I have waited in vain to hear President Buhari’s response to several charges of nepotism and corruption perpetrated in Nigeria on his watch. In at least four top federal agencies, the children/candidates of the rich and the powerful have been employed without anybody advertising vacancies as required by the civil service rules. In fact, I have read details of how slots were shared among the people in power today: one got 50 slots, another 170, and yet another 28! In each of the accused agencies, a fresh employee could earn N500, 000 per month. Conversely, jobs in the police were thrown open for the poor. In the police, a successful candidate won’t get N50, 000 per month. Another opportunity being created for the underprivileged is the government’s social intervention programme, which promises to pay graduates N23, 000 per month.

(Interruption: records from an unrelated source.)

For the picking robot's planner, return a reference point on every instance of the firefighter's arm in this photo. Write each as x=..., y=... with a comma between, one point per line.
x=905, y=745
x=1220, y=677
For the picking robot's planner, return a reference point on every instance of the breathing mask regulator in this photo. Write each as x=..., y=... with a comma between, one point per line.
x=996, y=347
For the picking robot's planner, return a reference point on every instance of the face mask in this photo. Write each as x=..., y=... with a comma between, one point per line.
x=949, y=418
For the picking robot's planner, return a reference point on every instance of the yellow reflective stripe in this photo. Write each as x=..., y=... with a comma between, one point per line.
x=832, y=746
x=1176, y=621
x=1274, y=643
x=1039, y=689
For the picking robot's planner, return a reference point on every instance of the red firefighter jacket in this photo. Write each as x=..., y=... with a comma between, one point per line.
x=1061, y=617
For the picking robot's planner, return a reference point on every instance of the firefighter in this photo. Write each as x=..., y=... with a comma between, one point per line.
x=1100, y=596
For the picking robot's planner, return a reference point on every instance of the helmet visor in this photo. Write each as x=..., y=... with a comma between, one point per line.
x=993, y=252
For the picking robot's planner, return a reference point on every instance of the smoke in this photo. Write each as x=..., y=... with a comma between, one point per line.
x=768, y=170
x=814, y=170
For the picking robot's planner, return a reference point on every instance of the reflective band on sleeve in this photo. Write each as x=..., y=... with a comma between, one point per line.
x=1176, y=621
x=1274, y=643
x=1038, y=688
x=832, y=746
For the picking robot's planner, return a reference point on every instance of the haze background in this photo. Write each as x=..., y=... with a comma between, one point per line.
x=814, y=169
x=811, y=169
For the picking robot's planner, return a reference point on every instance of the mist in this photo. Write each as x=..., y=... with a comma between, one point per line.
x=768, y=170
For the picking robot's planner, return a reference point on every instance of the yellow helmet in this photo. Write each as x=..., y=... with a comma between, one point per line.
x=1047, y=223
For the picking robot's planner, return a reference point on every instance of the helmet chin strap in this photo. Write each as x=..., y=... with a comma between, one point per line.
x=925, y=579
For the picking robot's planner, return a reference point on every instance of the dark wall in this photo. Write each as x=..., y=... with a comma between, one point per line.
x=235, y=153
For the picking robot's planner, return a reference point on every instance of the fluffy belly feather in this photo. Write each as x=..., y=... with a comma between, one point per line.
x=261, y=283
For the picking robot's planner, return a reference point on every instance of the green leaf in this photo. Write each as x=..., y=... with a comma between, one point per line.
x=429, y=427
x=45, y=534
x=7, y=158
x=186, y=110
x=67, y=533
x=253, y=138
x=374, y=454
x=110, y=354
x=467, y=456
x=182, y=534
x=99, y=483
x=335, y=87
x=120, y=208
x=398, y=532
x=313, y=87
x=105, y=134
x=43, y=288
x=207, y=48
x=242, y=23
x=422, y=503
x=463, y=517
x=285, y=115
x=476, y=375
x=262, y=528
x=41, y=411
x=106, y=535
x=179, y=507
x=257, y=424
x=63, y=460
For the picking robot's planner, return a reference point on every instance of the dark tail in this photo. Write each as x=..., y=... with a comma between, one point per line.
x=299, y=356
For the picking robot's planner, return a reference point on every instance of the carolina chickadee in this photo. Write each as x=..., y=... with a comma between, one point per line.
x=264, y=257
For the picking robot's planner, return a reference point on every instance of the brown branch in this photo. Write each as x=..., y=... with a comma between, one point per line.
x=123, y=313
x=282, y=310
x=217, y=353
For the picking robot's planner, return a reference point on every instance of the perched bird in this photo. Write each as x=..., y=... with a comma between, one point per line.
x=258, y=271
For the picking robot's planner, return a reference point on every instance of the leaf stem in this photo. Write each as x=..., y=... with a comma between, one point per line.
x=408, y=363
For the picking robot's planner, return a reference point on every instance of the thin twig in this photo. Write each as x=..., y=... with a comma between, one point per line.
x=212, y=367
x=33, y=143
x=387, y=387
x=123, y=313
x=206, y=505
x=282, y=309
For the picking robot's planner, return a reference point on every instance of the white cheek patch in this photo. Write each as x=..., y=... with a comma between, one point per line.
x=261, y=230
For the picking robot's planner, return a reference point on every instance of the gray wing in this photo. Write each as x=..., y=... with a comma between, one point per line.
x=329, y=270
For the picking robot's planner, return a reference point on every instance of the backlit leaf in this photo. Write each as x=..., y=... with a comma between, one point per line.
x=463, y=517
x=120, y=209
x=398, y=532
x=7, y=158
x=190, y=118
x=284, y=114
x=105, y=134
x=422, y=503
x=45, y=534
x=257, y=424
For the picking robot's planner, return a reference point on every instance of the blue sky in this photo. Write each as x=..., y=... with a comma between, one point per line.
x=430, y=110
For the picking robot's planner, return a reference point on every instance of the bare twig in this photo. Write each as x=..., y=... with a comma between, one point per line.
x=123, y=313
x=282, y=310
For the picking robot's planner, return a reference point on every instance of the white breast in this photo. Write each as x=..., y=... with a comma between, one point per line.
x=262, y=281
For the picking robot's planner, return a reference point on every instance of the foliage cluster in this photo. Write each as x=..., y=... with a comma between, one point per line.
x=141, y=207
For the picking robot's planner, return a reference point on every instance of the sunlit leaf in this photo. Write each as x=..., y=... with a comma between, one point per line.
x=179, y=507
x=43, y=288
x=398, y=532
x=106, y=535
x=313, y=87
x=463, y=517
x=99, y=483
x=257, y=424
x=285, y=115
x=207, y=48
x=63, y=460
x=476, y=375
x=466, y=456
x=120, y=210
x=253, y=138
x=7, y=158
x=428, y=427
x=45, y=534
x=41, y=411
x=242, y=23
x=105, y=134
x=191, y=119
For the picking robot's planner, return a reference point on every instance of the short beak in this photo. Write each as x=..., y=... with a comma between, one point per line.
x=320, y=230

Even then, one has to outshine competitors before they could be hired, a thing the children of the rich were not subjected to. As I write this, some federal agencies are employing people based on lists submitted by Senator X and Chieftain Y.
So I ask again: what has the president, who said he was allergic to corruption, said or done about these acts of corruption? Does he expect anyone, after hearing these tales, to take government seriously when it says that it’s fighting corruption? The president told traditional rulers, a few days ago, to plead with their subjects to go into farming. Would graduates listen to them?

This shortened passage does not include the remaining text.